Pendahuluan
Indonesia
memiliki beraneka ragam budaya yang merupakan kekayaaan bangsa. Keanekaragaman
budaya ini perlu dilestarikan dan dikembangkan secara terus menurus guna
meningkatkan pembangunan ketahanan budaya. Ragam budaya itu adalah suatu
cerminan sikap dan pola hidup masyarakat secara turun-temurun. Nilai-nilai yang
terkandung di dalamnya sudah menjadi warisan yang sangat berharga pada
masyarakat pendukungnya.
Usaha
pembangunan dan modernisasi telah menghadapkan kita secara langsung dengan
masalah kebudayaan Indonesia
dan proses kebudayaan kita memperbaharui diri kita dalam menjawab
tantangan-tantangan kehidupan modern.
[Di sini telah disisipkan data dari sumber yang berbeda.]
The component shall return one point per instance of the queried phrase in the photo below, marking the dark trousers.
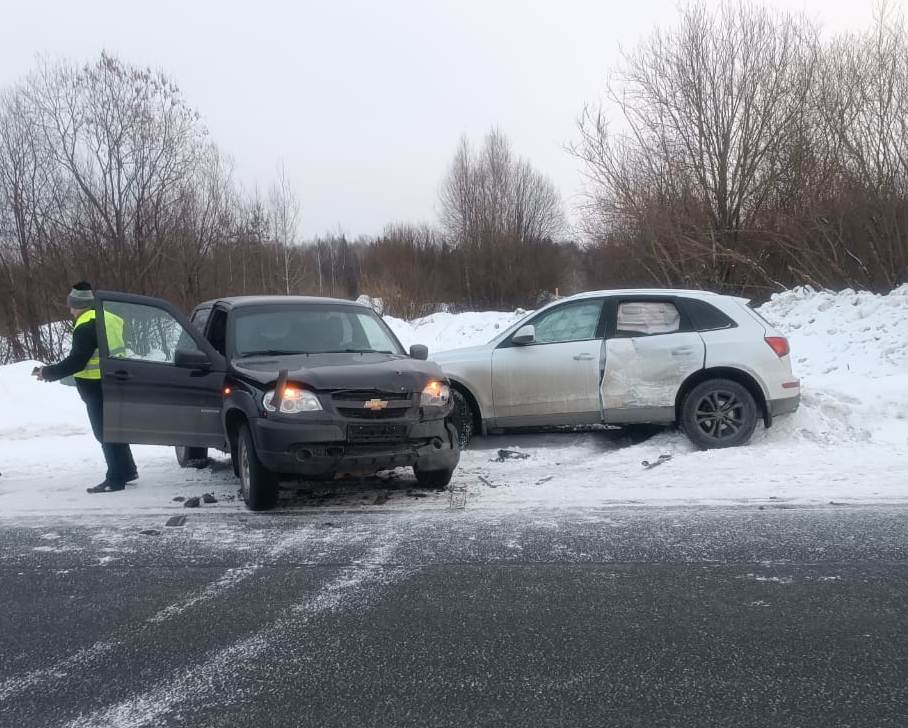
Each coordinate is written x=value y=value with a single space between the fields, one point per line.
x=120 y=465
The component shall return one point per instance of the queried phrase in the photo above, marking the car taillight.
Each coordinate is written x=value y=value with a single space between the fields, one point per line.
x=778 y=344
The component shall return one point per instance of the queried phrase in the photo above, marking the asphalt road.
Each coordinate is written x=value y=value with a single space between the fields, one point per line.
x=623 y=617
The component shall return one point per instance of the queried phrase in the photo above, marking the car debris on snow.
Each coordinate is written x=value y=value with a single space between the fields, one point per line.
x=658 y=461
x=511 y=455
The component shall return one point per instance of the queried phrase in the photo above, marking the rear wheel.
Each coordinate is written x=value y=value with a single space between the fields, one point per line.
x=192 y=457
x=462 y=417
x=719 y=413
x=435 y=479
x=258 y=485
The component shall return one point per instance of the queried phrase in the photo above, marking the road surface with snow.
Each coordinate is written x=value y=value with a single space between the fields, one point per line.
x=785 y=616
x=847 y=443
x=758 y=586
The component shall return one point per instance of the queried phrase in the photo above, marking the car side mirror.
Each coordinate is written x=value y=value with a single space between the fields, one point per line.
x=524 y=335
x=191 y=359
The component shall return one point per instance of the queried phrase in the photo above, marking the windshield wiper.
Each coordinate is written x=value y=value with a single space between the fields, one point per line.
x=271 y=352
x=355 y=351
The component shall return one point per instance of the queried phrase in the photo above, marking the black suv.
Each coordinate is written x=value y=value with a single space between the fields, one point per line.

Peghadapan itu telah menimbulkan suatu
diskusi penting dikalangan umum tentang perlunya kita mempertahankan
kepribadian kita dalam menghadapi perubahan-perubahan sosial yang sangat luas
dan mendalam sekarang ini, serta dalam menghadapi pengaruh kebudayaan luar
negeri dalam berbagai bentuk, termasuk gaya
hidup, pola konsumsi, teknologi dan ilmu pengetahuan.
Disamping itu
disadari bahwa karena di dalam masyarakat yang plural, baik dilihat rasio sudut
suku bangsa, golongan agama dan daerah, dimana golongan-golongan yang ada tidak
sama kemampuan dan kecepatannya untuk menyesuaikan diri, masalah persatuan
bangsa merupakan suatu masalah yang terus-menerus memerlukan perhatian dan
usaha yang efektif. Maka segala aspek ini bertemu dalam usaha untuk merumuskan
suatu strategi kebudayaan yang mampu membimbing proses modernisasi dan
pembangunan sehingga menjaga dan memperkuat kepribadian nasional, kontinuitas
kebudayaan, dan kemampuan kita untuk berdiri di atas kaki sendiri, sekaligus
dengan memperkuat kesatuan nasional
Seperti
halnya upacara Tabuik, mewakili cerminan sikap dan pola hidup masyarakat
Pariaman. Nilai-nilai yang terkandung di dalam setiap rentetan alur pelaksanaan
maupun simbol upacara tersebut menjadi hal yang penting bagi masyarakat
setempat. Tabuik atau lengkapnya upacara Tabuik adalah adalah salah satu
tradisi sosial keagamaan masyarakat minangkabau, khususnya di wilayah Padang Pariaman.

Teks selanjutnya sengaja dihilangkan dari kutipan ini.